Alors que le coronavirus apparu en Chine a fait 26 morts et contaminé 830 personnes, l’Organisation mondiale de la santé a décidé de ne pas décréter ” d’urgence de santé publique de portée internationale “. On vous explique pourquoi.
L’Organisation mondiale de la Santé a, jeudi 23 janvier, jugé prématuré de considérer l’épidémie de coronavirus apparue en Chine comme une urgence de santé publique de portée internationale. Les raisons sont multiples.
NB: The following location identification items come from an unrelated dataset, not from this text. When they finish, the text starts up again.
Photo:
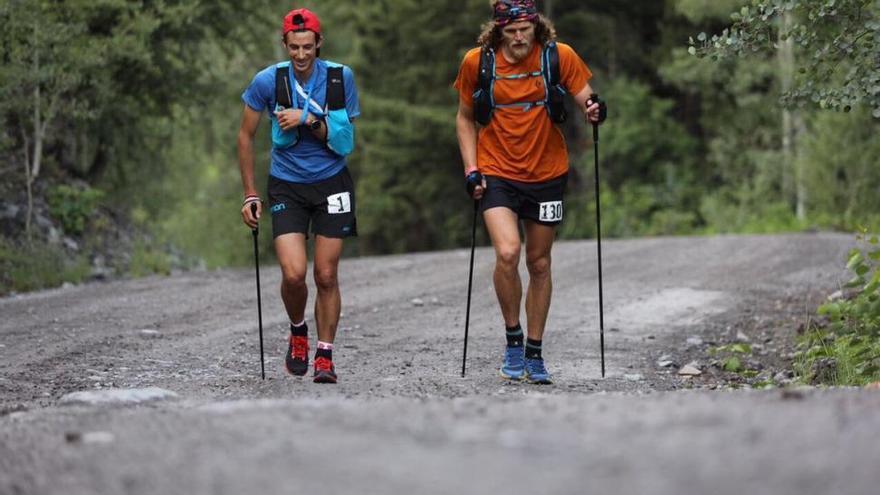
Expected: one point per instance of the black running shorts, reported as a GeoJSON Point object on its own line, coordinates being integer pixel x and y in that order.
{"type": "Point", "coordinates": [328, 206]}
{"type": "Point", "coordinates": [540, 202]}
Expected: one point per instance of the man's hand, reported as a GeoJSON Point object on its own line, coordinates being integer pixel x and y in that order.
{"type": "Point", "coordinates": [251, 211]}
{"type": "Point", "coordinates": [289, 119]}
{"type": "Point", "coordinates": [475, 184]}
{"type": "Point", "coordinates": [596, 109]}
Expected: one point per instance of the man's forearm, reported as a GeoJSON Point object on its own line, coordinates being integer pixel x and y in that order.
{"type": "Point", "coordinates": [246, 164]}
{"type": "Point", "coordinates": [466, 130]}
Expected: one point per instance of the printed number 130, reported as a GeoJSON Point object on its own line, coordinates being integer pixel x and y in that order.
{"type": "Point", "coordinates": [550, 211]}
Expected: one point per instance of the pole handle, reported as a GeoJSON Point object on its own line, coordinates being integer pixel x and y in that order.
{"type": "Point", "coordinates": [594, 98]}
{"type": "Point", "coordinates": [255, 230]}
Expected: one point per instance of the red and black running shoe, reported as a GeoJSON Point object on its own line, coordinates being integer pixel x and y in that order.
{"type": "Point", "coordinates": [297, 361]}
{"type": "Point", "coordinates": [324, 371]}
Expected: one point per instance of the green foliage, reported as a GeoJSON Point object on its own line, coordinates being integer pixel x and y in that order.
{"type": "Point", "coordinates": [838, 40]}
{"type": "Point", "coordinates": [148, 260]}
{"type": "Point", "coordinates": [731, 357]}
{"type": "Point", "coordinates": [73, 206]}
{"type": "Point", "coordinates": [32, 266]}
{"type": "Point", "coordinates": [851, 340]}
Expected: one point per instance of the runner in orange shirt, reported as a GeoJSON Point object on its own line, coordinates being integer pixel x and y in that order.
{"type": "Point", "coordinates": [517, 163]}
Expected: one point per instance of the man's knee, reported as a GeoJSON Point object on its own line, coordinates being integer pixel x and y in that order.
{"type": "Point", "coordinates": [293, 277]}
{"type": "Point", "coordinates": [325, 278]}
{"type": "Point", "coordinates": [538, 266]}
{"type": "Point", "coordinates": [508, 256]}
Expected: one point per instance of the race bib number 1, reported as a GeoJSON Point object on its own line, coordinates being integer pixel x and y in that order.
{"type": "Point", "coordinates": [339, 203]}
{"type": "Point", "coordinates": [550, 211]}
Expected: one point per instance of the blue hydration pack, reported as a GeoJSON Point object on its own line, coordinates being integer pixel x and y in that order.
{"type": "Point", "coordinates": [340, 131]}
{"type": "Point", "coordinates": [554, 92]}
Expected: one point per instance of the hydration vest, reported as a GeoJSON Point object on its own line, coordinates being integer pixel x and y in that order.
{"type": "Point", "coordinates": [554, 92]}
{"type": "Point", "coordinates": [340, 131]}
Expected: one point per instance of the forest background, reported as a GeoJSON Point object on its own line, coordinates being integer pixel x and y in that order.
{"type": "Point", "coordinates": [120, 119]}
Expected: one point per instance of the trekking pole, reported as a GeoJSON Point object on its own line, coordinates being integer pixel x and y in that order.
{"type": "Point", "coordinates": [595, 98]}
{"type": "Point", "coordinates": [256, 233]}
{"type": "Point", "coordinates": [467, 318]}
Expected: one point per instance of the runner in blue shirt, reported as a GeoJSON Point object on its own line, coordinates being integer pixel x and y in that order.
{"type": "Point", "coordinates": [311, 104]}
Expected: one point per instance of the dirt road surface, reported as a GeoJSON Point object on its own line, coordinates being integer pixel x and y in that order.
{"type": "Point", "coordinates": [193, 417]}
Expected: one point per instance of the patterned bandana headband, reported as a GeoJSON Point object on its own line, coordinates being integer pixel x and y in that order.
{"type": "Point", "coordinates": [507, 11]}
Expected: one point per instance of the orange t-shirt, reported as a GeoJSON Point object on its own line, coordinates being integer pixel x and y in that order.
{"type": "Point", "coordinates": [519, 145]}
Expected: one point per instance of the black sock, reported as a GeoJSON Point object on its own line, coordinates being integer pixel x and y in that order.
{"type": "Point", "coordinates": [300, 331]}
{"type": "Point", "coordinates": [533, 349]}
{"type": "Point", "coordinates": [514, 336]}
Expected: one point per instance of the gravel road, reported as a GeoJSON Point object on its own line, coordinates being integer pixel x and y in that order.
{"type": "Point", "coordinates": [402, 419]}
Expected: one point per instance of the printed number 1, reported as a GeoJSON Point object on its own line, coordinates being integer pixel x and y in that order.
{"type": "Point", "coordinates": [551, 211]}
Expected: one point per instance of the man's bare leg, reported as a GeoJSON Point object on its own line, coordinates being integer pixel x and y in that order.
{"type": "Point", "coordinates": [504, 232]}
{"type": "Point", "coordinates": [539, 242]}
{"type": "Point", "coordinates": [328, 303]}
{"type": "Point", "coordinates": [291, 252]}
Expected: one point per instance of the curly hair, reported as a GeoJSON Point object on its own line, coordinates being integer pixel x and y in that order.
{"type": "Point", "coordinates": [491, 36]}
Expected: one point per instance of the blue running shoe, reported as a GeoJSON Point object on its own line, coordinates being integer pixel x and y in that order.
{"type": "Point", "coordinates": [535, 372]}
{"type": "Point", "coordinates": [514, 365]}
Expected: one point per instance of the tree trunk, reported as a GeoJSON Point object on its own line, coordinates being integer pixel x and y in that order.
{"type": "Point", "coordinates": [793, 186]}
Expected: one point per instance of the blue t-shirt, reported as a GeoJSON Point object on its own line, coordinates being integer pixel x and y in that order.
{"type": "Point", "coordinates": [310, 160]}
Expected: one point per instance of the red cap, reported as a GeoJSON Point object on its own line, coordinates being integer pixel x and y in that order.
{"type": "Point", "coordinates": [299, 19]}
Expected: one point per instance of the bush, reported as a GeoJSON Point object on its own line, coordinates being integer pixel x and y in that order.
{"type": "Point", "coordinates": [847, 350]}
{"type": "Point", "coordinates": [73, 206]}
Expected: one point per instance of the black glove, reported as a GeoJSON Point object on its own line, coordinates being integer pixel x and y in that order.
{"type": "Point", "coordinates": [471, 182]}
{"type": "Point", "coordinates": [603, 108]}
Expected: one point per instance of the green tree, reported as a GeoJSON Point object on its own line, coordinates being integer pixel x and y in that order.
{"type": "Point", "coordinates": [838, 42]}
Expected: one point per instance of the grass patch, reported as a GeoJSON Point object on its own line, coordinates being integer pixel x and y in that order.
{"type": "Point", "coordinates": [845, 350]}
{"type": "Point", "coordinates": [33, 265]}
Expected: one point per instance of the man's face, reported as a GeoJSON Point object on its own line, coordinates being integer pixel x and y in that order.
{"type": "Point", "coordinates": [519, 37]}
{"type": "Point", "coordinates": [302, 47]}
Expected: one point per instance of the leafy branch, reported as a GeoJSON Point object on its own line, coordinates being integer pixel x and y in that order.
{"type": "Point", "coordinates": [838, 43]}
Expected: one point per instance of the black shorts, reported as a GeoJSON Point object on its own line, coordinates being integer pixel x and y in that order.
{"type": "Point", "coordinates": [328, 205]}
{"type": "Point", "coordinates": [540, 202]}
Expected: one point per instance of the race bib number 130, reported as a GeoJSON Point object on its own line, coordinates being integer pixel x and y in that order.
{"type": "Point", "coordinates": [550, 211]}
{"type": "Point", "coordinates": [339, 203]}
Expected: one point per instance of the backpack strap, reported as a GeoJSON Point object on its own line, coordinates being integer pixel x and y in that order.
{"type": "Point", "coordinates": [484, 97]}
{"type": "Point", "coordinates": [555, 101]}
{"type": "Point", "coordinates": [340, 130]}
{"type": "Point", "coordinates": [283, 88]}
{"type": "Point", "coordinates": [335, 88]}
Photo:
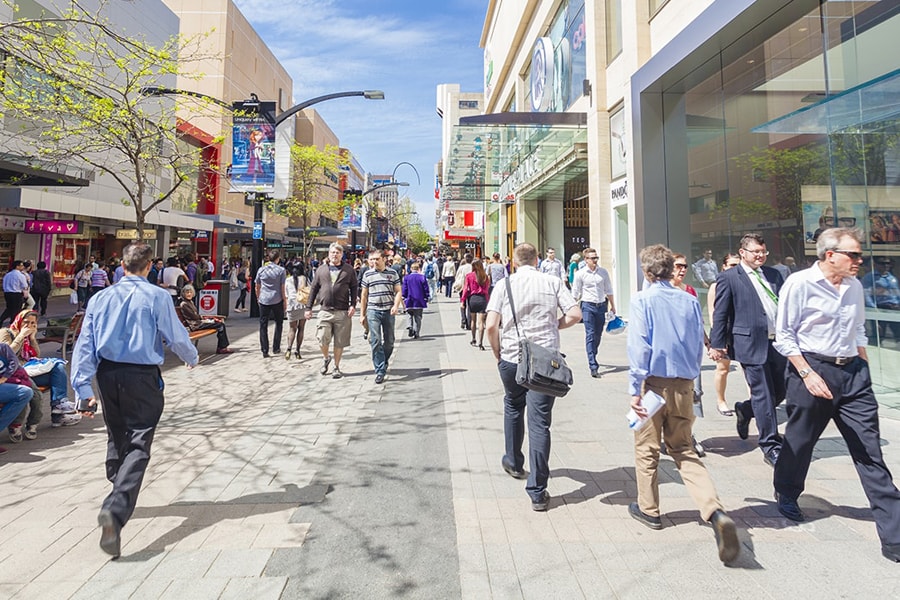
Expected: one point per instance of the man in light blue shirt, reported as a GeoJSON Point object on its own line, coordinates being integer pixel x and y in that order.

Parce que prendre une telle décision répond à un protocole et des critères précis
Le fait que l’Organisation Mondiale de la Santé décrète une “urgence de santé publique de portée internationale” répond à un protocole et des critères précis. La décision est prise dans le respect du cadre juridique qu’est le “règlement sanitaire international“, un accord datant de 2005 et qui a été ratifié par 196 pays.
Une telle décision doit se faire, précise l’OMS, en réponse à “un événement extraordinaire dont il est déterminé qu’il constitue un risque pour la santé publique dans d’autres États ” lié au ” risque de propagation internationale de maladies ” et qui implique “une action internationale coordonnée”.
Le problème sanitaire posé doit être “grave”, “soudain”, “inhabituel” ou “inattendu”. Il doit “avoir des répercussions pour la santé publique au-delà des frontières nationales de l’État touché” de nature à “exiger une action internationale immédiate”.
Une telle décision est prise en lien avec l’Etat concerné qui fait des observations. Elle est aussi prise en fonction des données scientifiques recueillies, des données concernant l’évolution de l’épidémie, son mode de transmission, sa dangerosité et éventuellement de l’avis d’un Comité d’urgence.
Le Directeur général de l’OMS, seul habilité à prendre une telle décision, a, concernant le coronavirus, estimé qu’il constituait, à ce stade, une urgence sanitaire en Chine mais qu’il n’était pas encore devenu une urgence sanitaire au niveau international.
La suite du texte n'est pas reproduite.